Tecnologia e confiança: duas regras vitais para utilização de dados sem prejuízo da confiança

1 July 2020 4:58pm

technologia, datos

A utilização de dados tornou a publicação orientada para consumidores mais precisa do que jamais foi antes. Isso abriu as comportas para as empresas encontrarem os seus consumidores de formas mais assertivas – e, algumas vezes, assustadoras. Não interprete mal o princípio de que o uso dos dados para alcançar clientes é um imperativo dos negócios. Como a maioria das coisas, entretanto, há uma maneira certa e errada de agir.

Feito corretamente, a busca do cliente pode trazer uma relevância bem-vinda para os tipos de conteúdo que uma pessoa pode ver num certo dia. Aplicado de forma indevida, todavia, essa busca excessiva por um consumidor-alvo pode criar uma sensação invasiva e levar a um sentimento de desconfiança entre os consumidores e as empresas.

Mirar esse público-alvo de forma muito específica ainda é uma prática relativamente nova. Normas sociais e éticas ainda estão sendo estabelecidas e muitos legisladores no mundo inteiro tentam se atualizar para proteger os consumidores. Essa incerteza abre caminho para um território ainda não mapeado, onde empresas agem de forma temerária, intuindo os limites de ação a partir do que as outras fazem e ouvindo os consumidores.

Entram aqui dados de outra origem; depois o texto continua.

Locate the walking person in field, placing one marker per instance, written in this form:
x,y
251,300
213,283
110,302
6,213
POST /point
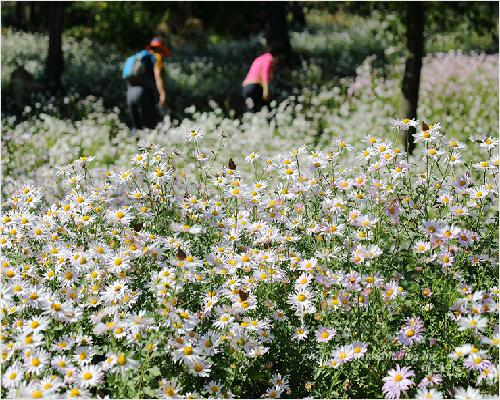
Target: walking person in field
x,y
255,88
145,84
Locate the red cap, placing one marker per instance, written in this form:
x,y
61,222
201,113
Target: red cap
x,y
159,45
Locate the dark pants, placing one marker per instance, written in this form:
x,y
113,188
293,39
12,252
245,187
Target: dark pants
x,y
141,102
253,91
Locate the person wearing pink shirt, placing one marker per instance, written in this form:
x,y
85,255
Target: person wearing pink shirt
x,y
256,84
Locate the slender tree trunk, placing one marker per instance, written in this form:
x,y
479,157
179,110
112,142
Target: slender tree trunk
x,y
411,81
55,61
278,36
299,18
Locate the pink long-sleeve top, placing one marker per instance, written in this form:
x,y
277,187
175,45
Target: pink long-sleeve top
x,y
261,70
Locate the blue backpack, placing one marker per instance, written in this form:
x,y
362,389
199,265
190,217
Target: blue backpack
x,y
134,69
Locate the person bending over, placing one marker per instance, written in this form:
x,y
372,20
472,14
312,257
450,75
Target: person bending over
x,y
255,87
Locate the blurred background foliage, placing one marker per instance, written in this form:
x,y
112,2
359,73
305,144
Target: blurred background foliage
x,y
128,25
213,43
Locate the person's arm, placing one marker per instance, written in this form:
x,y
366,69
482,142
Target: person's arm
x,y
265,90
160,83
266,76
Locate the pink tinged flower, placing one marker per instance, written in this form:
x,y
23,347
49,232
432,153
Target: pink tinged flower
x,y
399,355
392,211
397,381
475,322
324,335
430,380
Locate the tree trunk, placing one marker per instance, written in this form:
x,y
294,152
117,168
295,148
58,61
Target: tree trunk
x,y
411,81
278,36
55,61
298,16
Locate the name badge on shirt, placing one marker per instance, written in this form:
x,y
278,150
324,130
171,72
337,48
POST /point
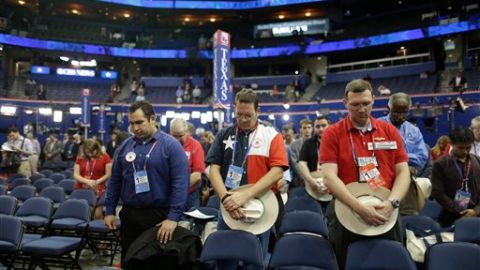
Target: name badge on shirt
x,y
462,198
234,177
141,182
392,145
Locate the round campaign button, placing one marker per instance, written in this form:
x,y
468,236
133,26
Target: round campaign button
x,y
130,156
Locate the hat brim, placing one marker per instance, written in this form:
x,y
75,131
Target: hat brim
x,y
261,225
317,195
353,222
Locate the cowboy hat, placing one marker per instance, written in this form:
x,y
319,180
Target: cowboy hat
x,y
261,213
352,221
424,190
317,195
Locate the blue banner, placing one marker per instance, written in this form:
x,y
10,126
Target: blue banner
x,y
86,107
221,74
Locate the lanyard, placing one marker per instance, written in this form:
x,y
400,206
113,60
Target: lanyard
x,y
248,149
89,170
146,158
354,153
461,174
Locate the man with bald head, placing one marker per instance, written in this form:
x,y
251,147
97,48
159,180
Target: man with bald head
x,y
179,129
399,106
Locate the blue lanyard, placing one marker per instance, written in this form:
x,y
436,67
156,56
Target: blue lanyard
x,y
146,158
248,149
463,176
354,153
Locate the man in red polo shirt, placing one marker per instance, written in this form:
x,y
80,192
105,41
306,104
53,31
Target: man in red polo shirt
x,y
357,142
196,159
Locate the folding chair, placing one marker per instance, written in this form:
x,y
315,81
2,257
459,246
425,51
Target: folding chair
x,y
22,193
453,255
378,254
233,246
303,203
57,177
66,234
8,205
303,222
297,251
11,232
56,194
68,185
42,183
467,230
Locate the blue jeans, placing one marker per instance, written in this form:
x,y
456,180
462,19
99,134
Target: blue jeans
x,y
264,240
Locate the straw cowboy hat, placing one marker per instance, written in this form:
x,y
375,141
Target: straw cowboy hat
x,y
261,213
424,190
352,221
317,195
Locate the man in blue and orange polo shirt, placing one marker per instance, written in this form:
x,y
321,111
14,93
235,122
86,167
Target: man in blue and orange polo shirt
x,y
250,150
357,143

A fim de manter a lealdade do consumidor e, por outro lado, o próprio negócio, líderes empresariais fazem escolhas estratégicas quando se trata de coletar e usar os dados dos consumidores. Felizmente, a utilização de dados de forma apropriada não é diferente do que construir um relacionamento com um amigo ou colega.

Seja “legal”

Os dados se tornaram uma moeda por si próprios. Dê a eles o respeito exigido pelo mundo real. Não pegue sem dar alguma coisa em troca e não os utilize de forma que pareça predatória. Resumindo, seja “legal” com eles.

Ser “legal” com os dados significa compreender quando as coisas vão longe demais e invadem a privacidade pessoal. Considere um cenário da vida real. Um colega atento pôde notar um certo comportamento que o fez suspeitar que uma colega estava grávida: faltas e atrasos constantes pela manhã, uma mudança na dieta e nas bebidas, e trocas no guarda-roupa. Mesmo assim, seria altamente desrespeitoso e irresponsável passar adiante essas observações, dizendo aos outros colegas que um bebê em potencial está a caminho.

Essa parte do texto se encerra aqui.